In the midst of all the back and forth arguments, one person would always take it upon themselves to speak about progress, and the immense gains we had made since the dawn of, if not humanity, then at least the Civil Rights movement.
Progress is an ambiguous term. It can mean anything from technical advancement to the movement of society towards equality (another term with a tricky definition). As it relates to Ferguson, I am referring to the latter definition.
Make no mistake: I do believe we are making progress. Things are more enlightened than they have ever been, here on the edge of history. Occasionally, it is fine to sit and reflect on the gains that we have made, and may serve as a vital balm against the inanities of day-to-day life.
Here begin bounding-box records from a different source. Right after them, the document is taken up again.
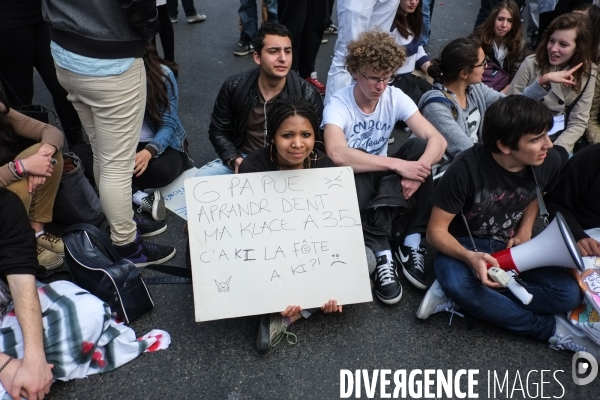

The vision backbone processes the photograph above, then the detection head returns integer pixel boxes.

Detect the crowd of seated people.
[0,0,600,398]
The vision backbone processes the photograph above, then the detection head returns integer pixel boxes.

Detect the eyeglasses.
[360,72,396,85]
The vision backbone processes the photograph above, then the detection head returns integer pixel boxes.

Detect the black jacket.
[208,68,323,163]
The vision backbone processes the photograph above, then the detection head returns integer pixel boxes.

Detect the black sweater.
[0,188,38,277]
[546,144,600,241]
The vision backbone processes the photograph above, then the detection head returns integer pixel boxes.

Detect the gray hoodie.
[419,82,548,159]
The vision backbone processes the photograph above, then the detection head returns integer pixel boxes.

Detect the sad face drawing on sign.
[239,98,342,351]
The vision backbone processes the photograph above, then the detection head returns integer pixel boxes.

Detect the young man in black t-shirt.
[417,96,600,355]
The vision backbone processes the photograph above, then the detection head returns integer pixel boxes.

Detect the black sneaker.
[115,237,177,268]
[133,210,167,237]
[233,42,254,56]
[394,244,427,290]
[137,190,167,221]
[371,255,402,304]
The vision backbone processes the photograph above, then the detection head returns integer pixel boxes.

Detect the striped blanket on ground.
[0,281,171,400]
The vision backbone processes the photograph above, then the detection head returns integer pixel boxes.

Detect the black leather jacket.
[208,69,323,163]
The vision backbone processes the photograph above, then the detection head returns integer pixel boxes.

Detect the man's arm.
[325,124,434,182]
[506,198,540,249]
[401,111,447,167]
[427,205,501,288]
[3,274,52,400]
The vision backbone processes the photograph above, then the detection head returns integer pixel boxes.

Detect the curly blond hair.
[346,29,406,74]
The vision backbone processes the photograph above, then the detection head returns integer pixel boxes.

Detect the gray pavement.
[36,0,600,400]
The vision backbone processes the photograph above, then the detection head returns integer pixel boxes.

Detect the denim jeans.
[421,0,435,46]
[238,0,278,43]
[196,154,248,176]
[434,237,581,341]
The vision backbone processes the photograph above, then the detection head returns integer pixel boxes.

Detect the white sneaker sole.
[394,252,427,290]
[135,249,177,268]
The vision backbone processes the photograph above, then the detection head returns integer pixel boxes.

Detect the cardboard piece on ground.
[185,167,373,322]
[159,167,198,220]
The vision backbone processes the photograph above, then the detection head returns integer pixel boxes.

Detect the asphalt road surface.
[31,0,600,400]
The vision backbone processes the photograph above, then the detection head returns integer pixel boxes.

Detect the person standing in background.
[0,0,83,147]
[325,0,400,104]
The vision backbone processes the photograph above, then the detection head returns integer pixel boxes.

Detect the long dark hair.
[0,82,28,165]
[144,44,179,127]
[427,36,481,85]
[535,13,592,91]
[573,3,600,64]
[474,0,523,58]
[394,0,423,40]
[267,97,320,169]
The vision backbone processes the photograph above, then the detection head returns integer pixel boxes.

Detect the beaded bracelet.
[0,356,13,372]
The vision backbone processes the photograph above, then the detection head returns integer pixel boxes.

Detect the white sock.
[374,250,392,262]
[403,233,421,249]
[131,190,148,206]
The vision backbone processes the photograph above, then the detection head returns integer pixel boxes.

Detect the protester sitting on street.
[545,144,600,257]
[239,97,342,351]
[0,85,65,270]
[474,0,525,93]
[417,96,600,357]
[42,0,175,267]
[233,0,279,56]
[325,0,400,104]
[73,45,189,228]
[392,0,430,75]
[323,30,446,304]
[196,22,323,176]
[509,13,597,158]
[419,37,571,159]
[277,0,329,95]
[0,188,169,399]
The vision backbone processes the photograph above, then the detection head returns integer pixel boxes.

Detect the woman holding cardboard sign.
[239,97,342,351]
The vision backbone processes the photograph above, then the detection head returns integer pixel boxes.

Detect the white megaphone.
[488,212,585,273]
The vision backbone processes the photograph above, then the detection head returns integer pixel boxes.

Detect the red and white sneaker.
[306,72,326,94]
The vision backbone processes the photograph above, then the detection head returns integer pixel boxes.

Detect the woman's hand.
[133,149,152,178]
[538,63,583,87]
[281,306,302,318]
[27,175,46,193]
[467,251,502,289]
[321,299,342,313]
[21,151,54,178]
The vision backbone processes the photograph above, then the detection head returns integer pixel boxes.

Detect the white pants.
[325,0,400,104]
[56,58,146,246]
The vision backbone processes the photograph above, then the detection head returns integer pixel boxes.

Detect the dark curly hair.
[427,36,481,85]
[267,96,321,169]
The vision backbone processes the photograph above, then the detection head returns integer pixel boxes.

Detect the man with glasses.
[323,31,446,304]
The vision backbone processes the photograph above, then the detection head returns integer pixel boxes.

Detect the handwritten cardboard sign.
[185,167,372,322]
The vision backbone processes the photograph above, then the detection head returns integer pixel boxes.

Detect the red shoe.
[306,72,326,94]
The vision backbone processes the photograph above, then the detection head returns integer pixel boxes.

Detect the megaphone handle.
[506,276,533,304]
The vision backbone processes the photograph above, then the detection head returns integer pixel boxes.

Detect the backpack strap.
[421,89,458,119]
[231,67,260,115]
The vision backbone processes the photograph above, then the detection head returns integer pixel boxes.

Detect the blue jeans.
[238,0,278,43]
[433,237,581,341]
[421,0,435,46]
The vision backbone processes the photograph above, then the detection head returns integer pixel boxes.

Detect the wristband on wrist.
[0,356,13,372]
[17,160,27,176]
[538,76,550,92]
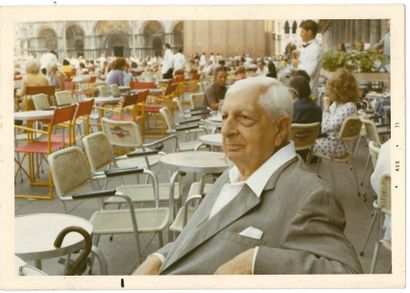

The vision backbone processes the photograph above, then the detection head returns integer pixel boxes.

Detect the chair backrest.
[338,117,362,141]
[290,122,320,151]
[130,80,157,90]
[51,104,77,125]
[164,83,178,96]
[110,84,121,97]
[101,117,143,148]
[48,146,91,198]
[159,107,175,131]
[189,93,206,109]
[172,97,184,115]
[369,141,380,168]
[173,74,185,82]
[192,71,201,80]
[55,91,75,106]
[31,94,51,110]
[137,90,149,104]
[88,75,97,83]
[377,174,391,214]
[82,131,114,172]
[26,86,55,96]
[75,100,94,119]
[122,95,137,108]
[362,118,381,145]
[97,84,111,97]
[64,80,75,91]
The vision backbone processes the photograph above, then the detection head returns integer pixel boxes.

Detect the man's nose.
[221,114,236,137]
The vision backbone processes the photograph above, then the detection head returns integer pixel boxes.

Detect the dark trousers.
[162,68,174,79]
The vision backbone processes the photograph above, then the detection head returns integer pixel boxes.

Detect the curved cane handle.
[54,226,92,276]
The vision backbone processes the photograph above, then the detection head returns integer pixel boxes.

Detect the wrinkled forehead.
[225,77,275,101]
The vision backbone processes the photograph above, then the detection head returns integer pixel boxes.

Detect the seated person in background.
[290,69,310,84]
[123,63,132,86]
[62,59,75,80]
[205,67,227,110]
[370,139,391,242]
[354,41,364,52]
[134,77,362,275]
[107,58,126,85]
[266,61,278,78]
[47,63,65,91]
[336,43,346,53]
[19,59,49,97]
[288,73,322,160]
[288,76,322,123]
[313,68,360,157]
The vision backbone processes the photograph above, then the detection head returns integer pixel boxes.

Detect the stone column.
[369,19,380,45]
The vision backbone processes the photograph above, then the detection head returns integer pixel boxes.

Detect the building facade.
[15,19,387,59]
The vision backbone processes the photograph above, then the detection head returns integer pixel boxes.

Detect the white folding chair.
[83,132,181,208]
[159,107,207,151]
[49,147,170,263]
[312,117,362,196]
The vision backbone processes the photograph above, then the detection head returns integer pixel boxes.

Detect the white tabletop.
[14,213,93,261]
[198,133,222,146]
[159,151,228,173]
[14,110,54,121]
[93,97,121,105]
[14,256,46,276]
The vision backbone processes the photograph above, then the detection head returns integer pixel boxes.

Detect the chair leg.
[329,160,336,192]
[360,154,370,186]
[369,240,380,274]
[90,245,108,275]
[158,231,164,248]
[88,235,101,275]
[350,159,367,202]
[360,209,380,256]
[316,157,322,177]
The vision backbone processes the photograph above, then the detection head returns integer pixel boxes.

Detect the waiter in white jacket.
[292,19,323,99]
[162,43,174,79]
[174,49,186,72]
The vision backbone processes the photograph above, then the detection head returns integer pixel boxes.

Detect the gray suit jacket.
[158,157,362,274]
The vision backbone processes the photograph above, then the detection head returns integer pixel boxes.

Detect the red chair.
[71,100,94,145]
[23,86,56,111]
[130,80,157,90]
[15,105,77,199]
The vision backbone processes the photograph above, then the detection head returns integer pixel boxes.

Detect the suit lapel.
[161,185,260,271]
[161,157,297,271]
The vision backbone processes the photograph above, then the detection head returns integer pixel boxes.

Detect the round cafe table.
[198,133,222,146]
[159,151,228,241]
[14,110,54,121]
[14,213,93,269]
[14,256,47,276]
[159,152,228,173]
[203,115,222,131]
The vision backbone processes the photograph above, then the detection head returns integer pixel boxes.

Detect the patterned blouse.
[313,102,357,157]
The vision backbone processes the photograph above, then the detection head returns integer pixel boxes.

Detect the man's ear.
[275,116,292,147]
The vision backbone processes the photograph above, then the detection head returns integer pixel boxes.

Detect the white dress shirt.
[174,52,186,71]
[152,141,296,274]
[297,40,323,97]
[162,49,174,74]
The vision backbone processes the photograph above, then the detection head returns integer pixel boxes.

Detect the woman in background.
[313,68,360,157]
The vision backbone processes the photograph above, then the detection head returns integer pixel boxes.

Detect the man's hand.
[292,58,300,68]
[215,248,254,275]
[132,255,162,275]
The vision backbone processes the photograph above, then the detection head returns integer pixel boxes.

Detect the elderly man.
[135,77,362,274]
[292,19,323,102]
[205,66,227,110]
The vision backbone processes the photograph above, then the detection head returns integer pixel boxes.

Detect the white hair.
[258,80,293,120]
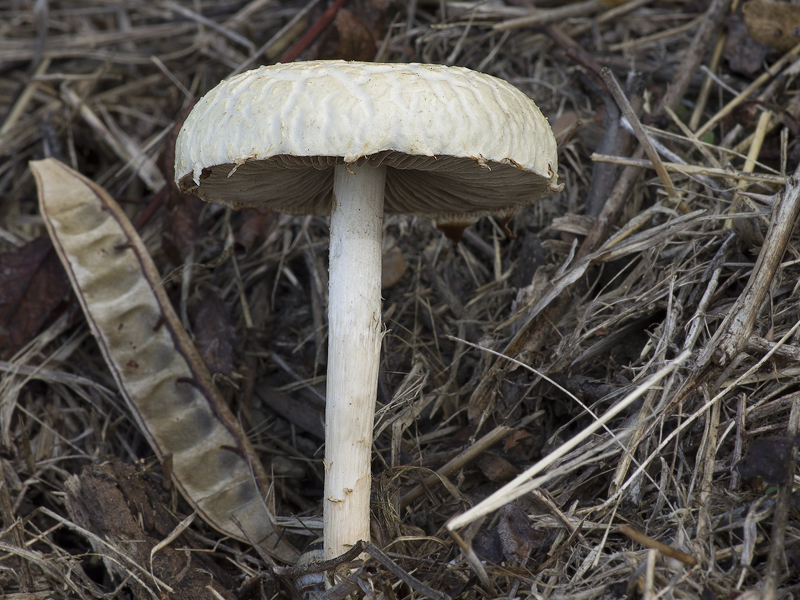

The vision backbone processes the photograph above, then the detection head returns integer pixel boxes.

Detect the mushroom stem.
[324,164,386,559]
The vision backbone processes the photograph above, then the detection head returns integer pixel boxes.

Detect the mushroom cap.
[175,61,561,224]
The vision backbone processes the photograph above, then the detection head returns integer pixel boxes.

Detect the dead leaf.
[478,452,519,482]
[497,502,536,564]
[742,0,800,52]
[736,437,798,485]
[190,290,236,375]
[722,15,769,75]
[0,238,70,360]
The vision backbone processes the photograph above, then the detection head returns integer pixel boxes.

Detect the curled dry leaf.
[30,159,297,562]
[742,0,800,52]
[0,240,69,360]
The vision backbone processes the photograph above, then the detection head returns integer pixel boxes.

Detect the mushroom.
[175,61,560,559]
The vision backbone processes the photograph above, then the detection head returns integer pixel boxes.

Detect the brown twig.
[619,525,697,567]
[278,0,348,62]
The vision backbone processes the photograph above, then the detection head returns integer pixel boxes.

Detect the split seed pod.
[30,159,297,562]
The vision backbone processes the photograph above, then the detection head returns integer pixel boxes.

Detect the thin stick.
[400,425,512,509]
[592,154,786,185]
[447,351,691,531]
[278,0,347,62]
[619,525,697,567]
[601,67,678,198]
[689,31,728,131]
[695,44,800,138]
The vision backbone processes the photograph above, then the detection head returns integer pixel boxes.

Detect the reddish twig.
[278,0,347,62]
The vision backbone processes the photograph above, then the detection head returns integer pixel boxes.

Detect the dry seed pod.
[30,159,297,562]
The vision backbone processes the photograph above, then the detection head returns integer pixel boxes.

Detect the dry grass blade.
[0,0,800,600]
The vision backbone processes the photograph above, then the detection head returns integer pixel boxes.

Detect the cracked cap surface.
[175,61,560,224]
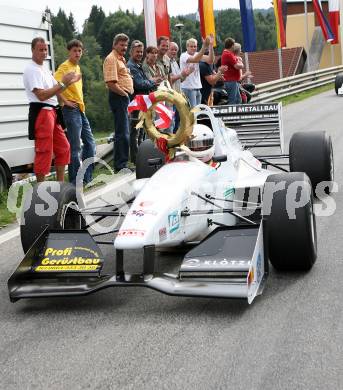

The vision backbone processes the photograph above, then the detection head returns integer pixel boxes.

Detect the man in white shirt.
[180,35,214,107]
[23,37,80,182]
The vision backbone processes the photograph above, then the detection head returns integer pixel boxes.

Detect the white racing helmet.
[187,124,214,162]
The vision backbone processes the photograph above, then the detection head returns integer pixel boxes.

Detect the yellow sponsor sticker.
[35,264,99,272]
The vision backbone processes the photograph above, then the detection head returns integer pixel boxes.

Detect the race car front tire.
[20,181,84,253]
[289,131,334,195]
[136,139,165,179]
[335,73,343,95]
[263,172,317,271]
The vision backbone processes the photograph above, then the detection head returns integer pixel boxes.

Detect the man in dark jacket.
[127,40,162,164]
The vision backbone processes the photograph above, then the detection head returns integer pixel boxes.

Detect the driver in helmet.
[187,123,220,168]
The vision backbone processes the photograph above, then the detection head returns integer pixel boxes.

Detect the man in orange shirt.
[103,34,133,172]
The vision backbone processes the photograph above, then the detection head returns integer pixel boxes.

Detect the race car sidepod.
[8,220,268,303]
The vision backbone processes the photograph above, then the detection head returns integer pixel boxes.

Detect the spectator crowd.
[23,33,252,184]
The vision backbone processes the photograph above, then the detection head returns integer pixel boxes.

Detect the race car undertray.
[8,222,268,303]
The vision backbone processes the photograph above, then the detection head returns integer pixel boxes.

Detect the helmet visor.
[188,138,214,151]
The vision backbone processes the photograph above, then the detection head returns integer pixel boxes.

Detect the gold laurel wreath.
[136,83,195,157]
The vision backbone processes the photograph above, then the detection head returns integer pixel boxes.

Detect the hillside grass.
[279,83,335,106]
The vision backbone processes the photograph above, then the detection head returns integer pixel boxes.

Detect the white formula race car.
[8,99,333,303]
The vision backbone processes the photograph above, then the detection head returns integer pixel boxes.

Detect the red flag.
[313,0,334,42]
[329,0,339,45]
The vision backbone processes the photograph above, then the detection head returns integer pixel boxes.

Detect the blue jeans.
[182,88,201,108]
[224,81,242,104]
[108,91,130,171]
[63,106,96,184]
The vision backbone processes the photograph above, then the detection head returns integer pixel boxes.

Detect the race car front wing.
[8,221,268,303]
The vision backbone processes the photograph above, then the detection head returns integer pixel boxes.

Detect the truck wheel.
[264,172,317,271]
[20,181,83,253]
[289,131,334,194]
[335,73,343,95]
[136,139,165,179]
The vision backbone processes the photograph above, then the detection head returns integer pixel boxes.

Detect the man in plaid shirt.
[103,34,133,172]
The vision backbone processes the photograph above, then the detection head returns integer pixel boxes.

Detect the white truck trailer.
[0,5,54,191]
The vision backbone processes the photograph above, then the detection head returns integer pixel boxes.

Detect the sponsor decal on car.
[33,246,102,272]
[139,200,154,207]
[158,227,167,241]
[130,209,157,217]
[223,186,235,199]
[182,259,250,268]
[168,211,180,233]
[118,229,145,237]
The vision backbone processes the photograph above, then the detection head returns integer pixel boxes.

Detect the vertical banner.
[199,0,216,46]
[239,0,256,52]
[273,0,287,48]
[329,0,339,45]
[155,0,170,38]
[313,0,334,42]
[143,0,170,46]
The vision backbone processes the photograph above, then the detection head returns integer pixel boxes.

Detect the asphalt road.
[0,92,343,390]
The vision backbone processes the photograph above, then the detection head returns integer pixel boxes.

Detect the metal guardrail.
[251,65,343,103]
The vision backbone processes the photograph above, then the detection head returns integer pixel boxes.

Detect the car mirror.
[148,157,162,167]
[212,154,227,162]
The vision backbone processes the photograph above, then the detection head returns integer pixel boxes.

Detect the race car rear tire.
[335,73,343,95]
[20,181,84,253]
[289,131,334,194]
[136,139,165,179]
[263,172,317,271]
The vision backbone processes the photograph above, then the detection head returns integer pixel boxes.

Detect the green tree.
[83,5,106,39]
[53,35,68,69]
[98,10,145,57]
[51,8,75,42]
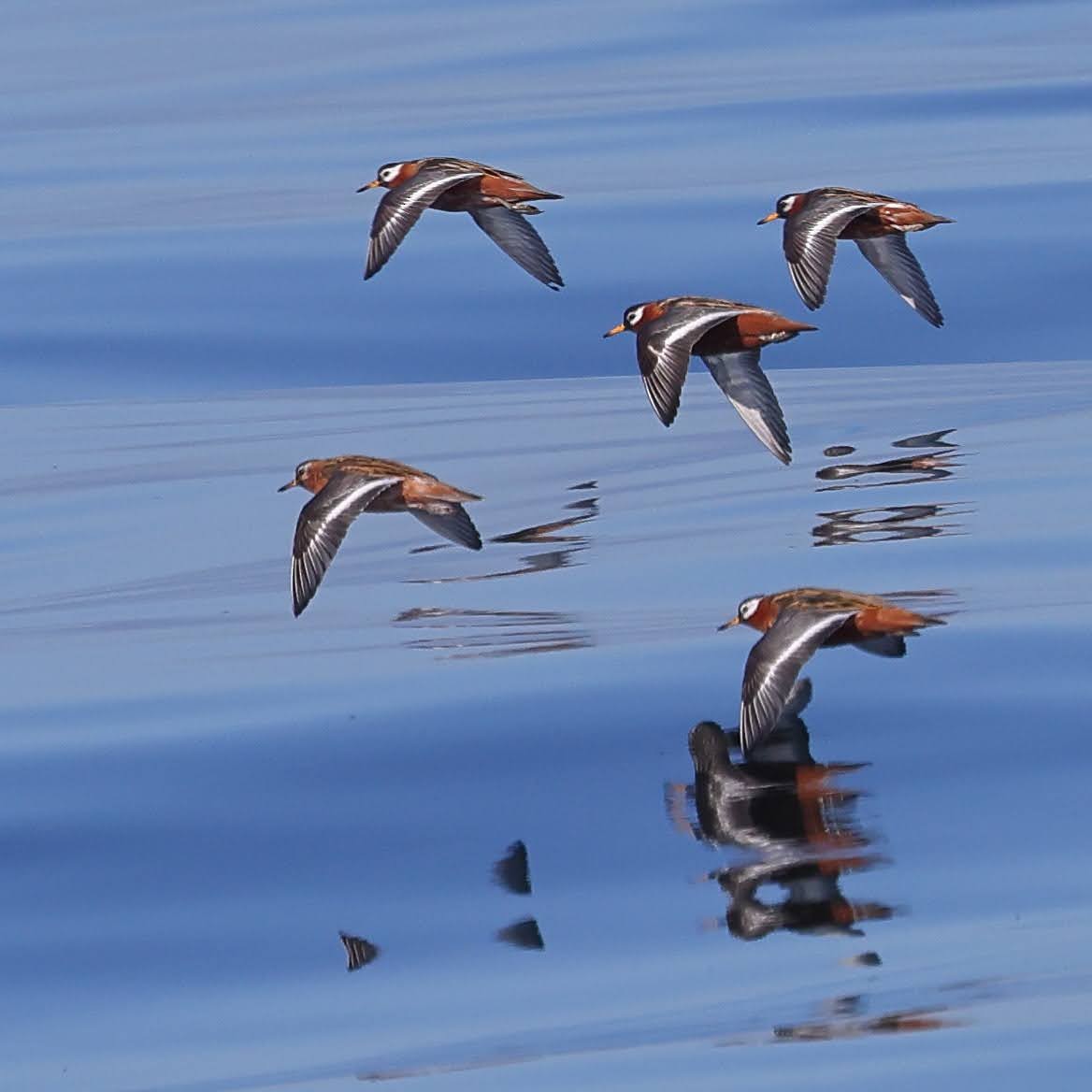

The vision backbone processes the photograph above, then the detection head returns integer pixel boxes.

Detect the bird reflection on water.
[395,481,599,659]
[812,428,969,546]
[815,428,962,493]
[812,505,968,546]
[666,679,893,941]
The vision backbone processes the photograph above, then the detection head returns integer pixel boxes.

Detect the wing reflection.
[403,481,599,584]
[493,841,531,895]
[338,932,380,970]
[496,917,546,951]
[773,1009,957,1042]
[395,607,596,659]
[666,679,895,941]
[812,505,968,546]
[815,428,962,493]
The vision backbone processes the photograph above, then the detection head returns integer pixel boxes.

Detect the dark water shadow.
[403,481,599,584]
[665,679,895,941]
[393,607,596,659]
[812,503,970,546]
[815,428,963,493]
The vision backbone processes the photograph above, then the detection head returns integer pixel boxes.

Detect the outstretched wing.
[410,500,481,550]
[702,349,793,466]
[364,168,482,280]
[740,611,853,756]
[637,307,746,424]
[783,194,883,311]
[854,235,944,326]
[469,206,565,291]
[292,474,401,617]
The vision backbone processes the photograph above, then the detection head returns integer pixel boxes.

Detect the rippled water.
[0,364,1092,1088]
[0,0,1092,1092]
[0,0,1092,402]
Nevertheless, constant demand for the recognition of progress, especially in situations such as the aftermath of the Ferguson decision, are dangerous, breeding complacency at best, and encouraging inaction at worst.
First, complacency. Just because things are better now than before does not mean that issues of equality are closed. In other words, just because Dr. King had a dream does not mean that the nation was roused from its long nightmare of racism.
Further, the belief that these matters are closed ultimately trivializes the accomplishments of the men and women who agitated for progress, in that it reduces the price and often dreadful struggle of their unfinished work into a sound bite that’s half true at best.
The demand for recognition of progress creates a false impression that progress itself is immune to the inertia of society. In other words, we believe that because progress has been made, we are wholly incapable of ever making the same mistakes again.
You may have seen this complacency in the response to the jury’s decision. Though we can never truly know what happened that day in Ferguson, many of the responses to the decision made assumptions that stemmed from a belief that black and white Americans live an equal system, in which the problems of race and class do not exist any longer. This is not true, and is especially untrue, given the long and tragic history of the place, in Ferguson.
This leads into the serious problem of inaction. Progress is not something entirely out of the control of the individual, but it cannot exist without society either. It is not some force that just happens. Individuals agitate for change and society engages with that agitation to bring forth something new. In short, participation is the lifeblood of progress, and progress is in turn one of the driving forces of history.
The achievements of previous generations need you to build upon their legacy, to decide that those achievements, however amazing and worthwhile, were simply not enough for the society in which we live.
If you enjoy the progress we have made, a progress that you have probably not yet contributed to, then it is your responsibility to future generations to build progress that they will enjoy.